Article 74 of the Constitution states that it is illegal to form political parties on religious bases.
“The problem with the Brotherhood is that they lost popular support,” Abdel Maaboud said. Since the MB lost popular support, its politically affiliated organizations resolved to political boycotts, but Abdel Maaboud and Farouq seemed aligned on the near impossibility of MB members to find backing, let alone the effectiveness of their boycotts.
“They boycotted the constitutional referendum in January and the presidential elections in May, but in vain. The Egyptians went through with the roadmap as planned,” Abdel Maaboud added.
Wasat Party Chairman Aboul Ela Mady and Vice President Essam Sultan are in prison awaiting trial on charges of incitement to violence following Morsi’s ouster.
“The State refuses to relax its concentrated efforts against the Brotherhood, in addition to the prohibition of organized rallies. How are we supposed to organize electoral campaigns in those circumstances?” Farouk said, when asked about the party’s strategy concerning the next parliamentary elections.
Islamists’ rise from 2012-2013
Following the Jan.25 Revolution and public pressure on the Supreme Council of the Armed Forces (SCAF) to end its rule over the transitional period by handing authority to civilians, the Islamists seized an opportunity to enter the political arena, after decades of exclusion and oppression.
On one hand the Muslim Brotherhood, embodied in the Freedom and Justice Party (FJP) and on the other the Salafists, mostly represented by Al-Nour Party, won the majority of parliamentary seats in 2012, which together created an Islamist monopoly.
Both parties were founded after the 2011 January 25 Revolution. Former MB Supreme Guide Mohamed Badie announced the establishment of the FJP in February 2011, under the leadership of well-known MB figures such as Mohamed al-Beltagy and Essam al-Erian. Saad Katatny was the chairman of the party until he became the head of the Parliament on Jan. 23 2012.

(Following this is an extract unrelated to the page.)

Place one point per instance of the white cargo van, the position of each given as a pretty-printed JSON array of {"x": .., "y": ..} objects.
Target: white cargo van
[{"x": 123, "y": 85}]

During the 2012 elections, the FJP won over 40 percent of seats in the People’s Assembly, while Nour Party won over 20 percent of the seats. Other affiliated Islamist parties such as Wasat, Asala and The Construction and Development Party won nearly seven percent.
In the Shura Council, before it was dissolved by the Constitution of 2014, the FJP took nearly 60 percent of 180 seats acquired by elections, which represented two-thirds of the total of 270 seats, the rest of which members are directly appointed by the president. Nour Party won nearly 25 percent of 180 seats.
In March, it was decided by the Parliament to form a committee in charge of drafting a new constitution. Political controversy had begun escalating in objection to the Brotherhood’s control of the government.
On June 14, days before the presidential elections, the High Constitutional Court decided that the Parliament’s elections procedures were not constitutional and ordered its dissolution.
On June 24, the High Presidential Elections Committee announced Morsi won the presidential elections by 51.7 percent compared to 48.3 percent for his opponent, former Prime Minister Ahmed Shafiq.
Thus MB members began being appointed in government institutions, judicial bodies and ministries, in addition to taking over syndicates and maintaining a strong presence in various sectors like health, engineering and education. The MB also controlled the media and launched a dozen pro-regime satellite channels, the most popular being Misr 25 channel.
On Nov.22, 2012, Morsi issued a constitutional decree protecting his decisions as president from being appealed and forbidding the dissolution of the Parliament. This started a series of demonstrations against his rule, which eventually escalated into the June 30 demonstrations.